Ephesians 2:8 and 9 tells us that we are saved by grace through faith. In other words, we are saved from sin, death and the power of the devil by grace alone through faith alone. Luther called this “Sola Gratia.” Grace alone.
And since the Scriptures tell us that we are saved by grace alone through faith alone, what this means is that we are not able on our own – no matter how good we think we are or try to be – we are not able to save ourselves. And this is where the fourth alone comes in. All of this is possible only through the work of Christ alone. And yes, Luther had a Latin phrase for that too. Solus Christus. Christ alone. Only Jesus Christ – through his life – through his death – and through his resurrection from the dead – only Jesus can do this for us. Jesus is the only Savior, and only he can reconcile us to God.
And that brings up the fifth alone. All of this is for the glory of God alone. Soli Deo Gloria. For the glory of God alone.
Listen! I know that I am giving you a lot of information today. And information is important. But far more important than information – is transformation. Preaching that imparts information is merely a lecture. Real preaching leads to transformation. It is my hope that you are being touched today by the things – the same things – that transformed Luther’s life. By the things that transform every believer’s life. These five alones – Scripture – faith – grace – Christ – the glory of God – these are the things that I trust you are taking to heart – because these are the things that lie at the heart of the Gospel.
And the Gospel – the Good News of Jesus Christ – leads to transformation – the transformed life in the here and now. We start with the understanding that there is a great divide between us and God. We start knowing that we are sinners – sinners in need of forgiveness. But at the heart of the Gospel – at the heart of the good news – is an understanding that if we will allow God to do His work through us – our very lives will be transformed. We will be changed. And we will turn away from those things that tear our lives apart, that separate us from each other, and keep us separated from God. The heart of the Gospel reminds us that we are not sufficient in and of ourselves to overcome these separations.
There is a story that goes like this. “A man approaches heaven’s gate.
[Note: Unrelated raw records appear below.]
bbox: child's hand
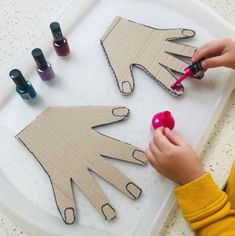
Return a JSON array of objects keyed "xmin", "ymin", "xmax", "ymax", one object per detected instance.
[
  {"xmin": 192, "ymin": 38, "xmax": 235, "ymax": 70},
  {"xmin": 145, "ymin": 127, "xmax": 205, "ymax": 185}
]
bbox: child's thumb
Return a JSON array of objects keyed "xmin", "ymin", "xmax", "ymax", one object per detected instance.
[{"xmin": 164, "ymin": 128, "xmax": 184, "ymax": 146}]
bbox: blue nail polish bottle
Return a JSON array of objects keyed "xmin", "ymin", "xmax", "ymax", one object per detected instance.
[{"xmin": 9, "ymin": 69, "xmax": 37, "ymax": 101}]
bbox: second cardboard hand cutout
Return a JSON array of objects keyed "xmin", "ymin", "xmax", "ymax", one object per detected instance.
[
  {"xmin": 16, "ymin": 106, "xmax": 147, "ymax": 225},
  {"xmin": 101, "ymin": 16, "xmax": 198, "ymax": 96}
]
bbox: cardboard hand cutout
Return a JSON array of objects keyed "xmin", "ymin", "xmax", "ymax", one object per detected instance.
[
  {"xmin": 16, "ymin": 106, "xmax": 147, "ymax": 224},
  {"xmin": 101, "ymin": 16, "xmax": 198, "ymax": 96}
]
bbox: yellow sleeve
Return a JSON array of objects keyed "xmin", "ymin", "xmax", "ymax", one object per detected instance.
[
  {"xmin": 174, "ymin": 173, "xmax": 235, "ymax": 236},
  {"xmin": 226, "ymin": 163, "xmax": 235, "ymax": 208}
]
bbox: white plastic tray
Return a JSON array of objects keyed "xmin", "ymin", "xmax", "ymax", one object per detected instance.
[{"xmin": 0, "ymin": 0, "xmax": 235, "ymax": 235}]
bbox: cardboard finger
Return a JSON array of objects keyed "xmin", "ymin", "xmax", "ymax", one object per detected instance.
[
  {"xmin": 161, "ymin": 54, "xmax": 189, "ymax": 74},
  {"xmin": 101, "ymin": 39, "xmax": 135, "ymax": 96},
  {"xmin": 159, "ymin": 67, "xmax": 184, "ymax": 96},
  {"xmin": 16, "ymin": 106, "xmax": 145, "ymax": 224},
  {"xmin": 72, "ymin": 169, "xmax": 116, "ymax": 221},
  {"xmin": 165, "ymin": 28, "xmax": 195, "ymax": 40},
  {"xmin": 165, "ymin": 41, "xmax": 196, "ymax": 58},
  {"xmin": 51, "ymin": 178, "xmax": 76, "ymax": 225},
  {"xmin": 101, "ymin": 16, "xmax": 197, "ymax": 96},
  {"xmin": 135, "ymin": 63, "xmax": 184, "ymax": 96},
  {"xmin": 91, "ymin": 106, "xmax": 130, "ymax": 127},
  {"xmin": 93, "ymin": 132, "xmax": 147, "ymax": 165},
  {"xmin": 90, "ymin": 156, "xmax": 142, "ymax": 200}
]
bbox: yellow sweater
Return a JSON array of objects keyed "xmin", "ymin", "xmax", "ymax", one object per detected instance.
[{"xmin": 175, "ymin": 163, "xmax": 235, "ymax": 236}]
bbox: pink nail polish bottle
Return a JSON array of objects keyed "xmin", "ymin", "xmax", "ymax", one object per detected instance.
[
  {"xmin": 151, "ymin": 111, "xmax": 175, "ymax": 133},
  {"xmin": 50, "ymin": 22, "xmax": 70, "ymax": 57}
]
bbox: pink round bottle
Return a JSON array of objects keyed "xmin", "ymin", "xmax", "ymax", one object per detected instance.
[{"xmin": 151, "ymin": 111, "xmax": 175, "ymax": 132}]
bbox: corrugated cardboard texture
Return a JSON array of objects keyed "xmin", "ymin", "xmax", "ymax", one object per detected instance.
[
  {"xmin": 16, "ymin": 106, "xmax": 147, "ymax": 225},
  {"xmin": 101, "ymin": 16, "xmax": 198, "ymax": 96}
]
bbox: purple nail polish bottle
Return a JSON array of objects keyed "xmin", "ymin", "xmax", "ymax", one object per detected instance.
[{"xmin": 32, "ymin": 48, "xmax": 55, "ymax": 81}]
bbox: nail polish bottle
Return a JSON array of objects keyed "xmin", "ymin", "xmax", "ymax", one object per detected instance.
[
  {"xmin": 9, "ymin": 69, "xmax": 37, "ymax": 101},
  {"xmin": 50, "ymin": 22, "xmax": 70, "ymax": 57},
  {"xmin": 32, "ymin": 48, "xmax": 55, "ymax": 81}
]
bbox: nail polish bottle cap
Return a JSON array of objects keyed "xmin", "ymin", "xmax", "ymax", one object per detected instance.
[
  {"xmin": 9, "ymin": 69, "xmax": 28, "ymax": 89},
  {"xmin": 151, "ymin": 111, "xmax": 175, "ymax": 131},
  {"xmin": 50, "ymin": 22, "xmax": 64, "ymax": 44},
  {"xmin": 189, "ymin": 61, "xmax": 203, "ymax": 75},
  {"xmin": 32, "ymin": 48, "xmax": 48, "ymax": 70}
]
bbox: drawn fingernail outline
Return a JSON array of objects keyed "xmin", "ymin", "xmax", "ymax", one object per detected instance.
[
  {"xmin": 126, "ymin": 182, "xmax": 142, "ymax": 199},
  {"xmin": 101, "ymin": 203, "xmax": 116, "ymax": 221},
  {"xmin": 121, "ymin": 81, "xmax": 133, "ymax": 94},
  {"xmin": 132, "ymin": 149, "xmax": 147, "ymax": 165},
  {"xmin": 182, "ymin": 29, "xmax": 195, "ymax": 37},
  {"xmin": 112, "ymin": 107, "xmax": 130, "ymax": 117},
  {"xmin": 64, "ymin": 207, "xmax": 75, "ymax": 225}
]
St. Peter asks, ‘What’s the password?’ The man quotes John 3:16. Peter says, ‘Nice try, but wrong.’ The man quotes John 3:17. Peter says, ‘Nice try, but wrong.’ The man recites the 23rd Psalm. Peter says, ‘Nice try, but wrong.’ Helplessly, the man blurts out, ‘Well, then, I give up!’ And Peter says, ‘That’s it.’ Peter extends his hand to the man and welcomes into heaven.”
Folks, that’s grace. That’s a picture of God’s undeserved love and favor. Someday we too will be taken by the hand and led into heaven itself. But grace also says that we are saved now – from our slavery to sin now – when we simply give up trying to get into heaven on our own. When we give up and realize that it is by God’s grace – in other words – it is by God’s undeserved love and favor – alone – received through faith alone. It’s not because of what I’ve done, but because of what Christ has done. Not because of who I am, but because of who Christ is. This is the truth, as Jesus tells us in our Gospel lesson today – this is the truth that sets us free.
Earlier I said that I wanted to keep this simple. I don’t know if I have done that or not. But hey – you even got a Latin lesson thrown in too! And today, I’m giving that Latin lesson away to you as a freebie!
So on this 500th anniversary of the Reformation – what was true for Luther is still true for us today. We are Christians first – and in our understanding of what it means to be a Christian – we have a rich heritage – a rich Lutheran heritage – that I for one, am proud of.
It is a heritage based on the Scripture alone that tells us we are saved through faith alone, by grace alone, through the life, death and resurrection of Christ alone, for the glory of God alone!